A pocos días de marcharme, dos instantes me tocaron el alma como pocos. Cuando los familiares de las víctimas veían a alguien con credencial de prensa, se acercaban para darles copias de los pasquines y las fotos que pegaban por toda la ciudad. Recuerdo el de Anthony Rodríguez, un aspirante a bombero que acababa de terminar su turno, pero volvió a su estación ante la emergencia. La hija de Anthony estaba a punto de nacer, pero este jamás regresó para verla. Mientras esperaban, llamaron a la niña Hope (Esperanza). Cuando terminó la búsqueda, le cambiaron el nombre a Morgan.
El otro lo compartí con los rescatistas que vinieron de Puerto Rico a ayudar con los trabajos de búsqueda de sobrevivientes y cadáveres. A su llegada al Jacob Javits Convention Center, donde se hospedaban, fueron informados de que Dennis Mojica, un teniente del Departamento de Bomberos de Nueva York que aprovechaba su tiempo libre para capacitar bomberos boricuas, era una de las primeras víctimas.
Mojica, experto en rescates en edificios a punto de colapsar y jefe de la compañía de rescate número 1, había pasado varios días en la Isla colaborando en las tareas de rescate en un edificio que explotó en Río Piedras en 1996. De ahí, estableció una gran amistad con los colegas boricuas. Fui testigo de ese encuentro entre bomberos boricuas y puertorriqueños que jamás se habían visto, y del homenaje improvisado que le hicieron a su querido compañero.
"Para un bombero, morir en la escena es una cuestión de honor", dijo Hay Leddy. "¿Y la pelea, qué?" ¿Qué pasó con la pelea de Trinidad que fui a cubrir? La noticia del asunto doméstico pasó a un cuarto plano. El combate se suspendió para el día 29 y había poco que escribir de el, con todo lo que había pasado. Trinidad y su grupo de trabajo permanecieron en el hotel Doubletree, en pleno Times Square, una de las áreas a las que la gente iba en búsqueda desesperada de sus familiares.
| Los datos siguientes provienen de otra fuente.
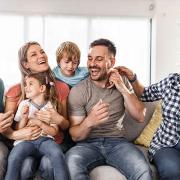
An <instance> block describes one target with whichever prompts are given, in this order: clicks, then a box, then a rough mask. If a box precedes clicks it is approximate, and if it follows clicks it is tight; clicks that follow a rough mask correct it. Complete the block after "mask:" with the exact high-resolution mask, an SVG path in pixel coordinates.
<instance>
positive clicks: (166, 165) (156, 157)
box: [153, 142, 180, 180]
mask: <svg viewBox="0 0 180 180" xmlns="http://www.w3.org/2000/svg"><path fill="white" fill-rule="evenodd" d="M153 162H154V164H155V165H156V167H157V169H158V173H159V178H160V180H179V179H180V142H179V143H178V144H177V145H176V146H174V147H169V148H161V149H160V150H158V151H157V152H156V154H155V155H154V159H153Z"/></svg>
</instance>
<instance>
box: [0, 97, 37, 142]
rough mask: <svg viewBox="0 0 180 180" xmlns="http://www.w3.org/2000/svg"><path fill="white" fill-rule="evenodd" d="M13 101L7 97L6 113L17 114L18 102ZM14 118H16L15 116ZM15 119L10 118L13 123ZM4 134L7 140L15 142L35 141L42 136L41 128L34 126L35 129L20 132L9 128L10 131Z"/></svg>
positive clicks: (5, 106)
mask: <svg viewBox="0 0 180 180" xmlns="http://www.w3.org/2000/svg"><path fill="white" fill-rule="evenodd" d="M11 99H12V98H8V97H6V101H5V113H6V112H9V111H10V112H12V113H15V112H16V110H17V102H16V101H12V100H11ZM12 116H13V117H14V115H12ZM13 117H10V118H11V121H13ZM3 134H4V135H5V136H6V137H7V138H9V139H13V140H35V139H37V138H38V137H39V136H40V134H41V128H39V127H38V126H34V127H25V128H23V129H19V130H13V129H12V128H11V127H10V126H9V127H8V129H7V130H6V131H5V132H4V133H3Z"/></svg>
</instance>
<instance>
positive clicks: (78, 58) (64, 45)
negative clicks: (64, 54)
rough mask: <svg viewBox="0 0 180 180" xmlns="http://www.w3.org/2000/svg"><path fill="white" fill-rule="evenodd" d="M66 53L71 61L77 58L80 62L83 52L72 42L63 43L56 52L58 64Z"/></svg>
mask: <svg viewBox="0 0 180 180" xmlns="http://www.w3.org/2000/svg"><path fill="white" fill-rule="evenodd" d="M64 53H66V54H67V56H68V58H69V59H72V58H75V59H77V60H78V62H80V56H81V52H80V49H79V47H78V46H77V45H76V44H75V43H73V42H70V41H66V42H63V43H62V44H60V46H59V47H58V48H57V50H56V61H57V64H59V62H60V61H61V59H62V58H63V54H64Z"/></svg>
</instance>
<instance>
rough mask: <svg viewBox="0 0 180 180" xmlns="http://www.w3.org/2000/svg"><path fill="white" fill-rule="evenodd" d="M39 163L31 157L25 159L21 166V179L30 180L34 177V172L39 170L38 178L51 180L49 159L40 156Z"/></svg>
mask: <svg viewBox="0 0 180 180" xmlns="http://www.w3.org/2000/svg"><path fill="white" fill-rule="evenodd" d="M39 161H40V162H38V160H37V159H35V158H34V157H33V156H29V157H27V158H26V159H25V160H24V162H23V165H22V169H21V179H23V180H32V179H33V178H34V176H35V173H36V170H37V169H39V172H40V176H41V177H42V178H43V179H44V180H53V179H54V173H53V167H52V164H51V161H50V160H49V158H48V157H47V156H42V157H41V159H40V160H39ZM38 167H39V168H38Z"/></svg>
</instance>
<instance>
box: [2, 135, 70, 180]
mask: <svg viewBox="0 0 180 180" xmlns="http://www.w3.org/2000/svg"><path fill="white" fill-rule="evenodd" d="M44 155H46V156H47V157H48V158H49V160H50V162H51V164H52V167H53V175H54V179H55V180H59V179H62V180H68V179H69V175H68V170H67V167H66V163H65V160H64V154H63V152H62V151H61V149H60V148H59V145H58V144H56V143H55V142H54V141H53V140H52V139H51V138H47V137H41V138H39V139H38V140H35V141H24V142H21V143H19V144H18V145H16V146H15V147H14V148H13V149H12V151H11V153H10V155H9V158H8V168H7V173H6V177H5V180H12V179H13V180H19V179H20V171H21V168H22V164H23V161H24V160H25V158H26V157H28V156H33V157H35V158H36V159H41V157H42V156H44Z"/></svg>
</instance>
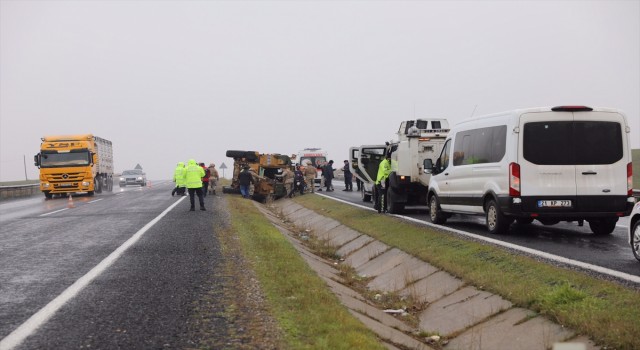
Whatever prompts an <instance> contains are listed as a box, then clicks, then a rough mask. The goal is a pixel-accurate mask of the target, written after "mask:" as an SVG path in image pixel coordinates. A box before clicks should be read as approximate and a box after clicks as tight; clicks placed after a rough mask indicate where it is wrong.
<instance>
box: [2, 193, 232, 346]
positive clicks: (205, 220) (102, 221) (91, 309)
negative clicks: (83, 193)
mask: <svg viewBox="0 0 640 350" xmlns="http://www.w3.org/2000/svg"><path fill="white" fill-rule="evenodd" d="M171 187H172V183H168V182H167V183H165V184H158V185H156V186H155V187H153V188H125V189H123V190H121V189H119V188H117V187H116V188H115V189H114V193H108V194H107V193H105V194H102V195H96V196H94V197H86V196H85V197H76V198H75V199H74V200H73V208H69V202H68V201H67V200H66V199H64V198H62V199H53V200H47V201H46V200H45V199H44V196H43V198H35V197H32V198H29V199H25V200H18V201H10V202H2V203H0V243H1V244H0V340H1V341H6V339H7V336H8V335H9V334H11V333H12V332H13V331H14V330H15V329H16V328H17V327H18V326H20V325H21V324H23V323H24V322H25V321H26V320H27V319H28V318H29V317H31V316H32V315H33V314H34V313H36V312H37V311H39V310H41V309H42V308H43V307H44V306H45V305H47V304H48V303H49V302H51V300H53V299H54V298H55V297H57V296H59V295H60V294H61V293H64V291H65V289H67V287H69V286H70V285H72V284H73V283H74V282H75V281H76V280H78V279H79V278H80V277H82V276H84V275H85V274H87V273H88V272H89V271H90V270H91V269H92V268H94V267H95V266H96V265H98V264H99V263H100V262H101V261H102V260H103V259H105V257H107V256H108V255H109V254H111V253H112V252H113V251H114V250H116V249H117V248H118V247H119V246H121V245H122V244H123V243H124V242H125V241H127V240H128V239H129V238H130V237H132V236H133V235H134V234H136V232H139V231H140V230H141V229H142V228H143V227H144V226H145V225H147V223H149V222H150V221H152V220H153V219H154V218H156V217H158V216H159V215H160V214H161V213H162V212H163V211H165V209H167V208H168V207H169V206H170V205H172V204H174V203H175V202H176V201H180V203H178V204H177V206H176V207H175V208H173V210H171V211H169V212H167V213H166V216H164V217H163V218H161V219H160V220H159V221H158V223H157V224H155V225H153V226H152V227H150V228H148V230H147V231H145V232H144V234H143V235H142V236H141V237H140V239H139V241H137V242H136V243H135V244H133V245H132V246H131V247H130V248H129V249H128V250H126V251H124V253H122V255H121V256H120V258H119V259H117V260H115V261H114V262H113V264H112V265H110V266H109V267H108V268H107V269H105V270H104V271H103V272H102V273H100V274H98V275H97V276H96V277H95V279H93V280H92V281H91V282H90V283H89V284H88V285H87V286H86V288H84V289H82V290H81V291H80V292H79V293H77V295H75V297H73V298H71V299H70V300H69V301H68V302H67V303H66V304H64V305H63V306H62V307H60V308H59V310H57V312H55V313H53V314H52V316H51V318H50V319H49V320H48V321H47V322H45V323H44V324H42V325H41V326H40V327H36V328H35V329H28V336H27V337H26V339H25V340H24V341H23V342H22V343H21V345H20V346H18V347H17V349H89V348H90V349H160V348H167V349H169V348H189V347H195V346H196V345H197V344H198V341H199V340H198V339H197V335H194V334H195V333H194V330H193V329H191V324H192V320H193V319H194V317H195V316H194V315H195V314H196V313H197V308H198V302H199V300H200V299H201V296H202V295H204V294H207V295H208V296H209V298H210V297H211V296H214V299H215V295H216V294H218V293H219V294H221V293H223V290H222V289H223V283H222V282H223V281H222V280H221V279H222V278H224V277H222V276H220V275H217V276H216V274H212V273H211V272H212V271H216V270H217V269H219V265H220V263H221V252H220V243H219V242H218V241H217V238H216V237H217V235H216V234H215V231H216V230H217V229H219V227H220V225H219V220H220V217H219V215H216V213H215V211H213V210H211V209H212V206H213V203H214V200H215V198H213V197H212V196H208V197H207V198H206V200H205V201H206V205H207V206H208V207H209V208H208V209H209V211H206V212H202V211H199V210H196V211H195V212H190V211H188V209H189V201H188V197H185V198H184V199H182V200H181V198H180V197H171V196H170V189H171ZM196 207H197V204H196ZM212 231H213V232H214V234H211V233H212ZM209 307H213V308H219V310H215V309H214V310H212V311H211V314H212V315H216V314H222V313H223V305H210V306H209ZM196 316H197V315H196ZM214 318H215V317H214ZM225 322H226V321H225V320H224V318H223V317H220V318H219V319H213V320H210V323H211V325H213V327H214V328H215V330H216V332H215V334H214V336H217V337H219V338H220V339H221V340H223V339H224V338H225V337H226V335H225V331H226V330H227V329H228V327H227V326H228V325H226V324H225ZM0 344H2V343H0ZM5 344H6V343H5ZM0 348H2V346H0Z"/></svg>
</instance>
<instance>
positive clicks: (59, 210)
mask: <svg viewBox="0 0 640 350" xmlns="http://www.w3.org/2000/svg"><path fill="white" fill-rule="evenodd" d="M65 210H69V208H64V209H60V210H56V211H52V212H50V213H46V214H42V215H40V216H47V215H51V214H55V213H59V212H61V211H65Z"/></svg>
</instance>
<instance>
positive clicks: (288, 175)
mask: <svg viewBox="0 0 640 350" xmlns="http://www.w3.org/2000/svg"><path fill="white" fill-rule="evenodd" d="M282 182H283V183H284V188H285V189H286V190H287V193H286V196H287V197H289V198H291V195H293V171H291V169H289V167H286V168H283V169H282Z"/></svg>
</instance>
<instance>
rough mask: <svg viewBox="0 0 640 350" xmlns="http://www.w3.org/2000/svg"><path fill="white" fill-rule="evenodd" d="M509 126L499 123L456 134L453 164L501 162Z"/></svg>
mask: <svg viewBox="0 0 640 350" xmlns="http://www.w3.org/2000/svg"><path fill="white" fill-rule="evenodd" d="M506 140H507V126H506V125H499V126H493V127H489V128H479V129H472V130H465V131H461V132H459V133H457V134H456V142H455V145H454V147H453V165H454V166H457V165H468V164H483V163H496V162H499V161H500V160H501V159H502V158H503V157H504V154H505V147H506Z"/></svg>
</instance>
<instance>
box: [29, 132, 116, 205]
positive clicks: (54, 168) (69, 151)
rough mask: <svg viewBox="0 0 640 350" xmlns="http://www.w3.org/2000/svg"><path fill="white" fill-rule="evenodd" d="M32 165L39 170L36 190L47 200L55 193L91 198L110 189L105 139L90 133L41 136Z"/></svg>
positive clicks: (110, 165)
Hopkins se marchó en automóvil a Filadelfia tan pronto se anunció la posposición del combate.
Trinidad perdió la pelea por nocaut en el undécimo asalto. De vuelta a la Isla unos días antes, ví la pelea por televisión. En otra ocasión, hubiese pensado que ese era un momento triste para todos los puertorriqueños. Pero desde otra perspectiva, con cientos de boricuas muertos y heridos el 11 de septiembre, esto fue sólo una pelea de boxeo.
Al regreso, y al reencontrarme con mi familia, pasé varias semanas con una sensación de luto, como cuando uno pierde a un familiar. Al anunciarse la operación armada en Afganistán, pensé en toda la gente que murió, pero también en otros inocentes que van a morir como consecuencia indirecta de la caída de las torres gemelas. La misma situación que viví en Nueva York de seguro es la misma que se repite con los familiares de víctimas inocentes en Afganistán, Irak y dondequiera que hay una guerra. Ya lo había vivido.
Nueva York jamás volverá a ser el mismo para mí. Cada rincón que visito me recuerda un momento de aquel septiembre de 2001. Cada espacio me lleva al recorrido de historias que viví y de las que fui testigo durante esos 11 días posteriores al ataque.